L'appel d'Halter
Pour lutter contre la barbarie
Des centaines d’hommes et de femmes, venus de toutes les régions d’Argentine, font jour et nuit la queue devant le ministère de l’intérieur de Buenos-Aires: ils recherchent leurs enfants disparus. Ils veulent savoir s’ils ne sont pas parmi les cinq mille cadavres retrouvés dans les terrains vagues ou les banlieues des grandes villes depuis le 24 mars 1975, date de la prise de pouvoir par la junte. Seul le général Suarez Mason, commandant du 1er corps d’armée, peut leur délivrer une autorisation de visiter les morgues. Il n’en accorde que trois à quatre par jour.
Ma famille n’aura pas à attendre très longtemps: les corps de ma cousine Anna-Maria et de son mari Mario Isola viennent d’être déposés devant le domicile de leurs parents. Ils avaient été enlevés il y a six semaines laissant derrière eux un enfant de onze mois. Fallait-il qu’un des descendants des rares membres de ma famille rescapés du nazisme disparaisse ainsi?
Que pouvons-nous faire? Sommes-nous vraiment aussi impuissants devant la nouvelle montée du fascisme que l’étaient nos parents, il y a trente ans? Devons-nous attendre que le plan du général Iberico Saint-Jean, le gouverneur de la province de Buenos-Aires, se réalise? Il disait, il y a quelques mois: «D’abord nous tuerons tous ceux qui font de la subversion, puis nous tuerons leurs collaborateurs, puis leurs sympathisants, puis les tièdes, enfin nous tuerons les indifférents.»

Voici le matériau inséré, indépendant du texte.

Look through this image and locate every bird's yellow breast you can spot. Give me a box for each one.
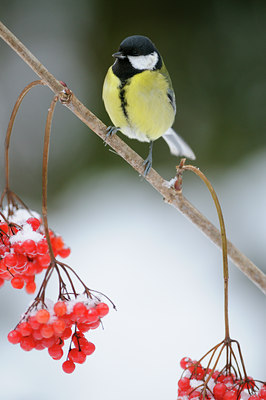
[102,67,128,130]
[102,67,175,142]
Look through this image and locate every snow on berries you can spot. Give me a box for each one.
[178,357,265,400]
[0,208,70,293]
[7,296,109,373]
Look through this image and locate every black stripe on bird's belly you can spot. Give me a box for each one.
[119,80,129,120]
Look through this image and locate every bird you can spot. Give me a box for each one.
[102,35,195,176]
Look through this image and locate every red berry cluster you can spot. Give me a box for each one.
[178,357,265,400]
[7,298,109,373]
[0,208,70,293]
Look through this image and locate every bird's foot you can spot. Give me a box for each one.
[142,141,153,177]
[104,126,119,146]
[143,155,152,177]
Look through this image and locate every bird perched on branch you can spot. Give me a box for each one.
[102,35,195,176]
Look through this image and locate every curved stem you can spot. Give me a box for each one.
[181,164,230,339]
[57,261,92,298]
[231,340,249,379]
[4,80,44,190]
[42,95,58,260]
[202,343,226,398]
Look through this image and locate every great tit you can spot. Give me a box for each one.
[102,35,195,175]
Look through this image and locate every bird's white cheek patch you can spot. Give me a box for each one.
[128,51,159,70]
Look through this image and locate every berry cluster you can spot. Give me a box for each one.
[178,357,265,400]
[0,208,70,293]
[7,297,109,373]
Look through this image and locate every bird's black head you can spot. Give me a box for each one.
[112,35,162,81]
[116,35,157,57]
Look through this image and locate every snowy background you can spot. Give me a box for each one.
[0,1,265,399]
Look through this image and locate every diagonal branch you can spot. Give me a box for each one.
[0,21,265,294]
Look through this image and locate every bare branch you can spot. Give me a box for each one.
[0,21,265,294]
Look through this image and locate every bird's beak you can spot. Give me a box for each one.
[112,51,125,59]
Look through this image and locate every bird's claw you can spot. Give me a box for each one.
[104,126,119,146]
[143,157,152,177]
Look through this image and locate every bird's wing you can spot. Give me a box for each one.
[167,88,176,113]
[160,63,176,113]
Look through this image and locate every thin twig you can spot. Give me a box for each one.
[4,80,44,190]
[0,21,265,294]
[181,163,230,338]
[42,95,58,260]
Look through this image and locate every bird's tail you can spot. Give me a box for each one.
[162,128,196,160]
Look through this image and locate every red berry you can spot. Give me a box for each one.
[19,322,33,336]
[259,388,266,400]
[40,324,54,338]
[25,262,36,275]
[1,234,9,246]
[26,218,41,231]
[12,242,24,254]
[36,239,49,255]
[54,301,67,317]
[62,360,75,374]
[4,253,17,268]
[42,337,56,348]
[28,316,41,330]
[32,329,43,340]
[223,390,237,400]
[23,239,37,255]
[58,247,70,258]
[77,323,90,332]
[217,374,226,383]
[82,341,95,356]
[88,320,100,329]
[7,330,22,344]
[212,371,220,380]
[38,254,51,268]
[69,348,86,364]
[73,302,87,317]
[36,309,50,324]
[178,377,191,391]
[86,308,99,324]
[188,360,201,374]
[68,348,79,362]
[195,366,205,380]
[180,357,192,369]
[0,277,4,287]
[35,342,45,351]
[53,319,66,335]
[249,396,260,400]
[0,222,8,234]
[20,336,36,351]
[213,383,227,400]
[96,302,109,317]
[15,254,28,271]
[73,335,86,347]
[61,327,72,340]
[25,281,36,294]
[52,236,64,251]
[48,344,64,360]
[11,276,24,289]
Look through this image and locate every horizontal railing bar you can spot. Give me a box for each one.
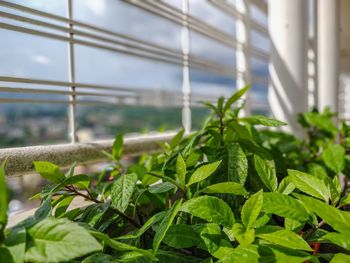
[207,0,268,36]
[122,0,237,49]
[0,86,138,98]
[0,98,141,105]
[0,21,235,77]
[0,76,142,92]
[0,132,177,176]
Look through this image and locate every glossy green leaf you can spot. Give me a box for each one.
[157,250,204,262]
[199,182,248,196]
[277,176,295,195]
[181,196,235,228]
[82,253,117,263]
[111,173,138,212]
[3,226,26,263]
[186,161,221,187]
[284,218,304,232]
[163,224,200,248]
[258,244,312,263]
[193,223,221,254]
[217,245,259,263]
[169,129,185,148]
[254,155,278,192]
[241,190,263,229]
[34,161,65,183]
[330,253,350,263]
[25,218,102,262]
[263,193,309,221]
[322,144,345,173]
[257,229,312,251]
[223,85,251,112]
[295,194,350,234]
[240,115,286,127]
[91,231,155,260]
[233,223,255,246]
[153,199,182,254]
[288,169,330,202]
[176,154,186,188]
[228,143,248,185]
[112,134,123,160]
[148,182,175,194]
[324,232,350,251]
[0,161,7,232]
[55,195,75,218]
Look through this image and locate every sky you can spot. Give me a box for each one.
[0,0,270,107]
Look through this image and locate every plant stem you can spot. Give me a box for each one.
[64,186,140,228]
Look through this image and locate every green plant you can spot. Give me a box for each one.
[1,86,350,262]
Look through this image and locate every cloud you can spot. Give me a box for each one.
[32,55,50,65]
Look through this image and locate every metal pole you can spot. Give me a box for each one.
[67,0,77,143]
[235,0,251,116]
[182,0,191,133]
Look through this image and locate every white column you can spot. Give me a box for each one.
[236,0,251,116]
[317,0,340,112]
[181,0,191,133]
[268,0,308,136]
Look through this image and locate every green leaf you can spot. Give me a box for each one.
[163,224,200,248]
[176,154,186,188]
[181,196,235,228]
[193,223,221,254]
[233,223,255,246]
[240,115,286,127]
[228,143,248,185]
[148,182,175,194]
[284,218,304,232]
[25,218,102,262]
[91,231,155,260]
[82,253,117,263]
[112,134,124,160]
[169,129,185,148]
[0,161,8,232]
[263,193,309,221]
[257,229,312,251]
[258,244,312,263]
[323,232,350,251]
[254,155,278,192]
[111,173,138,212]
[223,85,251,112]
[322,144,345,173]
[295,194,350,234]
[340,194,350,207]
[55,195,75,217]
[153,199,182,254]
[288,170,330,202]
[199,182,248,196]
[277,176,295,195]
[157,250,204,263]
[241,190,263,229]
[186,161,221,187]
[34,161,65,183]
[3,226,26,263]
[330,253,350,263]
[217,245,259,263]
[117,211,166,240]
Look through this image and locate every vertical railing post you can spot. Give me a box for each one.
[67,0,77,143]
[236,0,251,116]
[181,0,191,133]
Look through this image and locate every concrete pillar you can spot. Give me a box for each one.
[317,0,340,112]
[268,0,308,136]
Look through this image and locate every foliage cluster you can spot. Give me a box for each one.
[1,86,350,262]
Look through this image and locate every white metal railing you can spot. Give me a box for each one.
[0,0,269,175]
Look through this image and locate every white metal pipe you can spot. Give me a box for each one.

En Suède se développe une campagne de protestation contre l’organisation de la Coupe du monde de football, l’année prochaine, à Buenos-Aires. En 1936, nos parents n’ont pu empêcher les sportifs de se rendre aux Jeux olympiques de Berlin et de faire le salut nazi devant un Hitler ébahi. Deux ans après, ils assistaient impuissants à la Nuit de cristal. Lançons ensemble un appel à tous les sportifs et à leurs supporters qui doivent se rendre en Argentine: «Refusez de cautionner par votre présence le régime aussi longtemps qu’il n’aura pas libéré les prisonniers politiques et arrêté les massacres.» Lançons un appel à la presse mondiale pour qu’elle reproduise cet appel et à tous ceux qui le liront pour qu’ils manifestent leur appui.
Si nous ne gagnons pas cette bataille, la barbarie l’emportera.
Le Monde, 19 octobre 1977
En octobre 1977, Marek Halter, peintre et écrivain, vient de connaître un an plus tôt le succès avec le roman Le Fou et les rois traitant des rapports entre Juifs et Arabes. Déjà très engagé dans la lutte pour les droits de l’homme, profondément marqué par la disparition de ses cousins assassinés par la junte argentine, l’écrivain français d’origine polonaise est l’un des premiers à poser la question de la légitimité d’une participation à la Coupe du Monde qui doit se tenir en juin 1978 au pays du général Videla. A quelques semaines du match décisif disputé par la France contre la Bulgarie, Marek Halter tente de replacer le sport dans une dimension éthique. Si l’extrême-gauche relaiera sa protestation dans un comité de boycott, le COBA, peu de personnes dans les milieux footballistiques et politiques entendront son appel.